Waltraud Schwab, Redakteurin, wochentaz

Ein Hinweis

„No jokes with names“ ermahnte mich Daniel eines Nachmittags in den nuller Jahren, als ich einen Kommentar über Dieter Hundt geschrieben hatte, damals Präsident der Bundesvereinigung der Deutschen Arbeitgeberverbände. „Hundt oder Katze?“, hatte ich getitelt und kam mir irre witzig vor mit der Überschrift über meinen Meinungsbeitrag zu einem Konflikt zwischen Arbeitgebern und Gewerkschaften. Doch Daniel sicherte das Niveau. Mit seiner leisen Art der Kritik, mit seinem Understatement provozierte er nicht die Konfrontation, sondern schob gewissermaßen meine Selbstkritik als Autorin an: Himmel, fast hätte ich einen billigen Namenwitz gemacht, danke für den kleinen Hinweis, Daniel. Der Titel wurde gestrichen. Daniel saß oftmals noch bis in die tiefen Abendstunden nebenan in der Meinungsredaktion am Bildschirm, wenige Meter entfernt. Niemals hätte ich es gewagt, ihn zu stören und in eine Plauderei zu ziehen. Aber wenn man selbst noch Texte vorbereitete, war es einfach nett, dass da jemand war und das Gleiche tat, in Stille und Präsenz und lange nach Redaktionsschluss.

Barbara Dribbusch, Inlandsredakteurin

Einmal daneben

Daniel ist mir als ein sehr netter und intellektuell anspruchsvoller Mensch in Erinnerung.

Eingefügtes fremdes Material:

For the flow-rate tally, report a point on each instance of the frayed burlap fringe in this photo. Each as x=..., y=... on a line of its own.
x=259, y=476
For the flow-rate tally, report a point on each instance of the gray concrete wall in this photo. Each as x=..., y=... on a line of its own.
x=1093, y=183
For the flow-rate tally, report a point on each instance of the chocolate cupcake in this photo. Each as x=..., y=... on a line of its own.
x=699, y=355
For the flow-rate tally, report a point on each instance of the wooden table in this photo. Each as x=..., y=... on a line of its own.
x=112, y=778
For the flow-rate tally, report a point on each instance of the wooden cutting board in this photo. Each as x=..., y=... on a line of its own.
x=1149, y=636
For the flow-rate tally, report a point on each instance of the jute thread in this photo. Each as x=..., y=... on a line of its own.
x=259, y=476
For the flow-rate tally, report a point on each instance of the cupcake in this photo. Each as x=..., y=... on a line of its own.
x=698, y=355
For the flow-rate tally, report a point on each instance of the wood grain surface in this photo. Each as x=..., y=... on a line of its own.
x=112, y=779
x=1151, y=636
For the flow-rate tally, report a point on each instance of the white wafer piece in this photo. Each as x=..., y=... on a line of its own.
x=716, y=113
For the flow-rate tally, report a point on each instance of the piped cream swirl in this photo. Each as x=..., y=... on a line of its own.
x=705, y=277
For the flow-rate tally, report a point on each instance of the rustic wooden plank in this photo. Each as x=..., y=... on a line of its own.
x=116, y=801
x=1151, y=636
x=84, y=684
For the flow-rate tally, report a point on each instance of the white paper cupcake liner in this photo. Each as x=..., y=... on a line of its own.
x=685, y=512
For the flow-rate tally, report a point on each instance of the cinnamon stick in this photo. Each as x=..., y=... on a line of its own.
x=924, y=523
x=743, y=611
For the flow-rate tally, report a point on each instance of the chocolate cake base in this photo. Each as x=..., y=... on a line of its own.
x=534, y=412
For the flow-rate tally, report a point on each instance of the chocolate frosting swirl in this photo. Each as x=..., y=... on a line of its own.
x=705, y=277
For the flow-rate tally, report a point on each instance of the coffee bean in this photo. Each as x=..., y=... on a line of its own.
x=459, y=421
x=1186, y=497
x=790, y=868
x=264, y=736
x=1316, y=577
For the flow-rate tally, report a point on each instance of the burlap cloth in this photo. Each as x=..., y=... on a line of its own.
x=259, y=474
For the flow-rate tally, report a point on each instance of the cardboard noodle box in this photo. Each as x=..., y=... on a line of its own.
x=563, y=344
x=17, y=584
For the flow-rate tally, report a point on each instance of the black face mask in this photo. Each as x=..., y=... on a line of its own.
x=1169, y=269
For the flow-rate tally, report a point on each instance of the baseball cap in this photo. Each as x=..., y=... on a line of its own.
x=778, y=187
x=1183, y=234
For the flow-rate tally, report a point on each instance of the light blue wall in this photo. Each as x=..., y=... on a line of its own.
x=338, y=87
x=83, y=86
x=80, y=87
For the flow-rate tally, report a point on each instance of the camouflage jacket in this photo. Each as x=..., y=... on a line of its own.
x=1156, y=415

Ich bin ihm auch dankbar dafür, dass er Texte von mir auf seine Meinungsseite genommen hat, im Rahmen der Kolumne „die stimme der korrektur“, in der Leute aus unserer Abteilung zu Wort kamen, die dann aber irgendwann einschlief. Als Korrektor merkte ich jedenfalls öfters, wie viel er wusste – und er ließ auch mal durchblicken, dass er sich in seinen Fachgebieten besser auskannte als andere, die durchaus Rang und Namen hatten. Aber einmal schickte er mir einen Text mit dem aus Goethes Zauberlehrling stammenden Zitat: „Die Geister, die ich rief / die werd ich nun nicht los“. Da stimmt doch was nicht? Ich guckte extra nochmal bei Google nach, ob meine abweichende Erinnerung an dieser Stelle richtig war – aber ja. Weil er einige Jahre älter war als ich, konnte ich mir ungefähr vorstellen, dass Daniel den Stoff von der Schule her noch kannte. Also rief ich ihn an und fragte direkt: Ob man es nicht lieber so wie im Original formulieren sollte: „Die ich rief, die Geister / werd ich nun nicht los“? Er antwortete gedankenverloren: „Vielleicht ist das ja ’ne andere Übersetzung?“ Darüber haben einige Leute, denen ich diese Geschichte – ohne Namensnennung! – weitererzählt habe, herzlich gelacht. Aber nur, wenn es mit der Altersgruppe stimmte. Auch aus dieser müssen manche jetzt schon gehen. Mach’s gut, Daniel!